Advocates want to make sure funding for important telehealth services stays strong.

A telehealth program has allowed rural and remote West Australians to access specialists using videoconference technology, providing antenatal and postnatal care for women and babies, and helping diagnose ear, eye and oral health issues in Aboriginal communities in particular.

The program has been running since 2012, connecting 56 emergency departments and winning the 2014 Premiers Award for Excellence in the ‘Improving Government’ category.

Funding comes from the Royalties for Regions scheme, which takes 25 cents in the dollar from mining royalties to pay for projects outside the Perth metro area.

The WA Government has renewed funding for telehealth for two years at a cost of $33 million per year, which includes bonus payments to doctors working outside the metropolitan area in the south of the state.

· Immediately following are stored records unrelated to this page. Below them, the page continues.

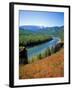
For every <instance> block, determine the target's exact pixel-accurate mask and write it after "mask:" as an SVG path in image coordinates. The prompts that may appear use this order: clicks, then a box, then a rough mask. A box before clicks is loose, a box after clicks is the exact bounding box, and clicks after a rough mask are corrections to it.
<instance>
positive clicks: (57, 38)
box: [27, 37, 61, 59]
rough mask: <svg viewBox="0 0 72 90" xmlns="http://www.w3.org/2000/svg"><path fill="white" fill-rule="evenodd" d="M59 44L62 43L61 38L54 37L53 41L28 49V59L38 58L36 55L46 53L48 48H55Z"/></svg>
mask: <svg viewBox="0 0 72 90" xmlns="http://www.w3.org/2000/svg"><path fill="white" fill-rule="evenodd" d="M59 42H61V40H60V38H58V37H54V38H53V40H51V41H48V42H45V43H42V44H39V45H36V46H34V47H31V48H28V49H27V55H28V59H31V58H32V57H33V56H36V55H38V54H40V53H42V52H44V51H45V50H46V49H47V48H51V47H54V46H55V45H56V44H57V43H59Z"/></svg>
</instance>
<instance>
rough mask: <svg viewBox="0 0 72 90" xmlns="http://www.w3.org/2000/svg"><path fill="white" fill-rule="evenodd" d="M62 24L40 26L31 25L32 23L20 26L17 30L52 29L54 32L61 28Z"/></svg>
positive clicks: (39, 29) (62, 26)
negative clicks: (58, 25)
mask: <svg viewBox="0 0 72 90" xmlns="http://www.w3.org/2000/svg"><path fill="white" fill-rule="evenodd" d="M63 29H64V26H61V27H58V26H55V27H43V26H42V27H41V26H32V25H24V26H20V27H19V30H30V31H40V30H41V31H45V30H52V31H53V32H56V31H57V30H63Z"/></svg>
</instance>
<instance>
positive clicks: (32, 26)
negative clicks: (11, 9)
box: [19, 25, 41, 31]
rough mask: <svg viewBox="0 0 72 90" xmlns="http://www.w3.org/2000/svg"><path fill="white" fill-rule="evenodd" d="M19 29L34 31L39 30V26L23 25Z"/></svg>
mask: <svg viewBox="0 0 72 90" xmlns="http://www.w3.org/2000/svg"><path fill="white" fill-rule="evenodd" d="M19 29H20V30H31V31H36V30H40V29H41V27H40V26H32V25H24V26H20V27H19Z"/></svg>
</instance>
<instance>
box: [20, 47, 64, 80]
mask: <svg viewBox="0 0 72 90" xmlns="http://www.w3.org/2000/svg"><path fill="white" fill-rule="evenodd" d="M63 76H64V49H63V48H62V49H61V50H60V51H58V52H57V53H55V54H52V55H51V56H49V57H46V58H44V59H42V60H37V62H34V63H32V64H27V65H20V66H19V78H20V79H31V78H50V77H63Z"/></svg>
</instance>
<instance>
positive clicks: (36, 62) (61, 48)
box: [19, 26, 64, 79]
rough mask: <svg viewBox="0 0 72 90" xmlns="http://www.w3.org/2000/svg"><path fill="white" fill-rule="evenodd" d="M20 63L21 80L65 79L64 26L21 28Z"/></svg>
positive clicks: (19, 48) (19, 54)
mask: <svg viewBox="0 0 72 90" xmlns="http://www.w3.org/2000/svg"><path fill="white" fill-rule="evenodd" d="M31 27H32V26H31ZM38 28H39V27H38ZM55 37H56V38H58V40H57V39H55ZM54 39H55V40H54ZM46 43H47V44H46ZM45 45H46V46H45ZM48 45H49V47H48ZM42 49H43V51H42ZM38 52H39V53H38ZM21 54H22V55H21ZM30 57H31V58H30ZM19 62H20V63H19V79H31V78H46V77H63V76H64V26H61V27H43V28H39V29H38V30H34V28H33V29H30V30H29V29H27V28H25V29H24V28H19Z"/></svg>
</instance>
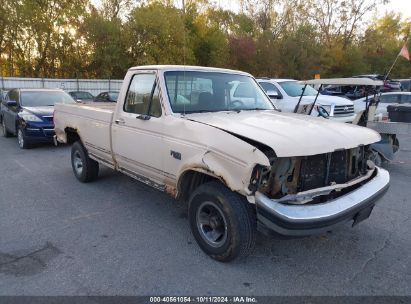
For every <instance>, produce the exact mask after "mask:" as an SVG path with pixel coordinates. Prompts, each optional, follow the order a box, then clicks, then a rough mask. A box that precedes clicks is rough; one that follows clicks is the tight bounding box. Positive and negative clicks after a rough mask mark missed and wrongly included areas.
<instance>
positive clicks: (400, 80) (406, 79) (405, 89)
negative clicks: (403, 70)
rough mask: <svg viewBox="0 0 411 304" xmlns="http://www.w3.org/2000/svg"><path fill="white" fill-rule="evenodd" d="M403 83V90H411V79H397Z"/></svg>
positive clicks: (402, 84)
mask: <svg viewBox="0 0 411 304" xmlns="http://www.w3.org/2000/svg"><path fill="white" fill-rule="evenodd" d="M397 81H399V82H400V83H401V91H403V92H411V79H397Z"/></svg>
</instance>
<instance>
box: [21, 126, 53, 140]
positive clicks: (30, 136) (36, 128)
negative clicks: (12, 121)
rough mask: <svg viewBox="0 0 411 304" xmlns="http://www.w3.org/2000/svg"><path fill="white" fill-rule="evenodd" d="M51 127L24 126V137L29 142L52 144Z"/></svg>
mask: <svg viewBox="0 0 411 304" xmlns="http://www.w3.org/2000/svg"><path fill="white" fill-rule="evenodd" d="M54 134H55V133H54V127H53V126H26V127H25V129H24V135H25V136H26V140H28V141H30V142H53V136H54Z"/></svg>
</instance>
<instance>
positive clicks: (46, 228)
mask: <svg viewBox="0 0 411 304" xmlns="http://www.w3.org/2000/svg"><path fill="white" fill-rule="evenodd" d="M400 143H401V145H402V147H401V150H400V152H399V153H398V154H397V157H396V161H395V162H394V163H392V164H389V165H387V166H386V168H387V169H389V171H390V172H391V178H392V181H391V188H390V190H389V192H388V193H387V194H386V196H385V197H384V198H383V199H382V200H381V201H380V203H379V205H377V207H376V208H375V209H374V212H373V214H372V215H371V218H370V219H368V220H367V221H365V222H363V223H361V224H360V225H358V226H356V227H355V228H353V229H351V228H349V227H348V228H346V229H339V230H337V231H334V232H332V233H329V234H327V235H323V236H316V237H310V238H302V239H293V240H276V239H271V238H267V237H264V236H262V235H260V236H259V238H258V243H257V247H256V249H255V251H254V253H253V254H252V255H251V256H250V257H248V258H246V259H242V260H238V261H235V262H233V263H229V264H222V263H219V262H216V261H214V260H212V259H210V258H208V257H207V256H206V255H205V254H203V253H202V251H201V250H200V249H199V247H198V246H197V245H196V243H195V241H194V238H193V236H192V235H191V233H190V230H189V225H188V221H187V217H186V212H185V209H184V205H183V204H179V203H176V202H175V201H174V200H172V199H170V198H169V197H168V196H167V195H165V194H163V193H160V192H157V191H156V190H153V189H151V188H148V187H146V186H144V185H142V184H140V183H139V182H137V181H134V180H132V179H131V178H129V177H126V176H123V175H121V174H118V173H114V172H113V171H111V170H110V169H106V168H104V169H103V170H101V173H100V178H99V180H98V181H96V182H94V183H90V184H81V183H79V182H78V181H77V180H76V179H75V177H74V175H73V173H72V170H71V166H70V160H69V159H70V148H69V147H64V146H62V147H53V146H50V145H43V146H40V147H37V148H34V149H30V150H20V149H19V148H18V146H17V140H16V138H3V137H1V138H0V295H411V284H410V282H411V221H410V218H411V199H410V198H411V136H410V137H400Z"/></svg>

But the Rural Doctors Association WA (RDAWA) wants the important incentive payments and telehealth services to be treated as core regional health services, and not linked to the profitability of the mining sector.

“It's got to be part of normal services to rural health rather than seen as some sort of add-on or a luxury,” he said.

“We would like to see the provision of these services to become part of normal health funding, rather than an add-on.”

Regional Development Minister Alannah MacTiernan is not ensuring funding until a comprehensive review of services paid for by the Royalties for Regions program can be undertaken.

“We always need to review what we're doing and see how we can put these sorts of measures on a more stable basis,” she said.

“We're not clear how far into the future that this will be needed but we're going to give ourselves the next two years to make that determination.”